# Agricultural Jobs



## inhisservice (Jan 5, 2009)

Hi all! Is there agricultural jobs in Larnaca? Because there is 
Direct hiring 200farmers to Larnaca frm Phils. Just want to find out bec I am interested to work in Cyprus I finished Master. Of Science in Agricultural Education pls advise me thanjs and God bless!





Krisandemma said:


> Hi everyone,
> 
> my wife and I are plucking up the courage to move sticks to Larnaca from Hastings in the UK. I am just wondering if anyone knows of any accountancy firms around the Larnaca area who may be recruiting?
> 
> Thanks for taking the time to read this


----------



## BabsM (May 24, 2008)

I would have thought agricultural jobs are less likely. I have never seen jobs on farms advertised on the internet or in the Cyprus Mail. From what I can see around me I have the impression that farm owners are struggling to survive and a lot of adricultural land has been sold for development.


----------



## inhisservice (Jan 5, 2009)

*need some advice*

They post in this site<snip> urgent need of 200 farmers in Larnaca Cyprus agriculture grad is a plus just want to make it sure that I will not waste my time,effort and money to go to that agency to process the req. The employer is orthodoxo are u familiar of this pls advise me.God bless you!






TE=BabsM;95965]I would have thought agricultural jobs are less likely. I have never seen jobs on farms advertised on the internet or in the Cyprus Mail. From what I can see around me I have the impression that farm owners are struggling to survive and a lot of adricultural land has been sold for development.[/QUOTE]


----------



## BabsM (May 24, 2008)

I can't see why there should be a shortage of 200 farmers in the Larnaca area as its not that big. If there was a shortage it is government practice to employ locals first before giving visas to immigrants. I suggest you have a look for more info on the internet about the company that is advertising. It sounds odd to me


----------



## inhisservice (Jan 5, 2009)

Hi everyone! frm Philippines

Is anybody familiar Crown-Kins Int'l Services Agency? they ask me for 120,000 for placement fee to Cyprus, they need urgent 200 farmer, they ask me 60,000 pesos down payment and the rest when the visa arrive but i told them i need to think first. Please advice me i need your help, i am wondering too about the name of the employer ORTHODOXOU i searched they have no website i just want to confirm if that job offer listed in their site or even in their Country. From Expat forum in Cyprus they told me that its an odd they never heard about hiring farmer because the agricultural land was sold, don't know if it is true or not. What supposed to be the legal placement fee?

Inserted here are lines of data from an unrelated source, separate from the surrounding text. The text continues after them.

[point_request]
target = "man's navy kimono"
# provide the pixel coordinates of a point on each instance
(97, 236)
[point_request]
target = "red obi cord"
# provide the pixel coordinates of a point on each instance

Thank you guys for your reply!















inhisservice said:


> They post in this site<snip> urgent need of 200 farmers in Larnaca Cyprus agriculture grad is a plus just want to make it sure that I will not waste my time,effort and money to go to that agency to process the req. The employer is orthodoxo are u familiar of this pls advise me.God bless you!
> 
> 
> 
> ...


[/QUOTE]


----------



## Veronica (Apr 5, 2008)

I am sorry to say that this sounds like a scam to me.
These people are just preying on people like yourself who want to make a better life for themselves. They will take your money and the money from many others and then dissappear.
Do not send them any money. If the jobs were really genuine and thefarmers were so desperate for workers they would not be asking you for money, thefarmers would be paying agencies to find them workers.

Veronica


----------